P&G’s beauty unit, which makes everything from Head & Shoulders shampoo to Olay body lotion and Pantene hairspray, accounted for about 24 percent of profit in fiscal 2011, according to the company’s annual filing. Pet care and snacks, which are reported together and include Iams and the Pringles potato chip business that was sold to Kellogg Co. in May, represented just 2 percent of earnings, the filing showed.
Sorrentino estimates P&G’s stock is worth “in the mid $80’s” when he values each of its businesses separately using comparable publicly traded companies. That’s about 30 percent higher than yesterday’s closing price of $64.81.
The divestiture of units including pet care, Duracell, Braun and consumer tissue should be “immediately considered,” Ali Dibadj, a New York-based analyst at Bernstein, wrote in a July 13 report. If P&G can’t unlock its potential, “a more profound break-up of the company may be one viable option by which to facilitate positive change,” said Dibadj.
He estimates the sum of the company’s parts is worth between $180 billion and $200 billion. While that’s at most only 13 percent higher than the company’s market value yesterday, it would create “significant operational and even cost synergies” with “very limited disynergies,” he wrote.
Still, P&G benefits from being a conglomerate because its array of products on retailers’ shelves around the world gives the company more negotiating power, Richard Cook, co-founder of Cook & Bynum Capital Management LLC in Birmingham, Alabama, said in a phone interview.
“We don’t have any sort of anti-conglomerate bias,” said Cook, who oversees $220 million including P&G shares. While there are some benefits to a breakup, “there are disadvantages to being split up also. There’s certainly a tradeoff.”
In February, P&G pledged to cut $10 billion in expenses by 2016. That’s a step in the right direction, said David Katz, who oversees $900 million as chief investment officer at New York-based Matrix Asset Advisors Inc., a P&G shareholder. Instead of breaking itself up, P&G should buy back shares to take advantage of its undervalued stock, Katz said.
Ackman has spurred some breakups and spinoffs that have proven lucrative for shareholders. Fortune Brands Inc. separated in October after Ackman became the largest holder and sought to dismantle it. Of the businesses that remain publicly traded, Fortune Brands Home & Security Inc. has surged 75 percent since then, and Beam Inc. has climbed 47 percent.

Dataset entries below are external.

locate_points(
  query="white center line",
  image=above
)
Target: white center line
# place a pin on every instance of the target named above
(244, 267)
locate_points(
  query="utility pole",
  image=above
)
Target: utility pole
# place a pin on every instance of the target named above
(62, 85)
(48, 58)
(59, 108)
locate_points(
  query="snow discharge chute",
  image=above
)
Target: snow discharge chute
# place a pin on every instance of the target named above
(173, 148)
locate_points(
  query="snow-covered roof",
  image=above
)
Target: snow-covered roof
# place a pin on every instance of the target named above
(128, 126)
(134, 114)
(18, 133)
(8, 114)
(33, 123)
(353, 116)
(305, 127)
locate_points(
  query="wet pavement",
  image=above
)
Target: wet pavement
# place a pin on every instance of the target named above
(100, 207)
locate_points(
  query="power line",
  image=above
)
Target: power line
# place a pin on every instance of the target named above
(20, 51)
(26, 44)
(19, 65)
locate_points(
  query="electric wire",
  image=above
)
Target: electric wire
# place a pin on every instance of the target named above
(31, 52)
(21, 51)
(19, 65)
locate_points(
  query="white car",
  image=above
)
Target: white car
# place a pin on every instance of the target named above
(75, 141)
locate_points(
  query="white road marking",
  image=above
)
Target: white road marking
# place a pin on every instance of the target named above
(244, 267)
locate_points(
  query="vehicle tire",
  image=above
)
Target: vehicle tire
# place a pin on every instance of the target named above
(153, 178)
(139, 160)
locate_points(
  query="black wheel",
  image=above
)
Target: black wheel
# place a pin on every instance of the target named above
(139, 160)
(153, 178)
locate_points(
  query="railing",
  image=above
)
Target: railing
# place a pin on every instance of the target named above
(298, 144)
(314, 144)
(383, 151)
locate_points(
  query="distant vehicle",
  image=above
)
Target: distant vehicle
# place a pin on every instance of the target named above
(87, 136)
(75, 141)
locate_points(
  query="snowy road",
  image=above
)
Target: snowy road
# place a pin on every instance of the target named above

Kraft Foods Inc., in which Ackman held shares, has risen 15 percent since August when it announced plans to separate the North American grocery unit from its larger snack-foods business.
“P&G used to be one of the great stocks to own,” Laurence Balter, a money manager at Fox Island, Washington-based Oracle Investment Research, said in a phone interview. Asset sales or spinoffs “would possibly be a good way to unlock shareholder value. You can’t turn a $170 billion ship on a dime. P&G needs a kick in the rear.”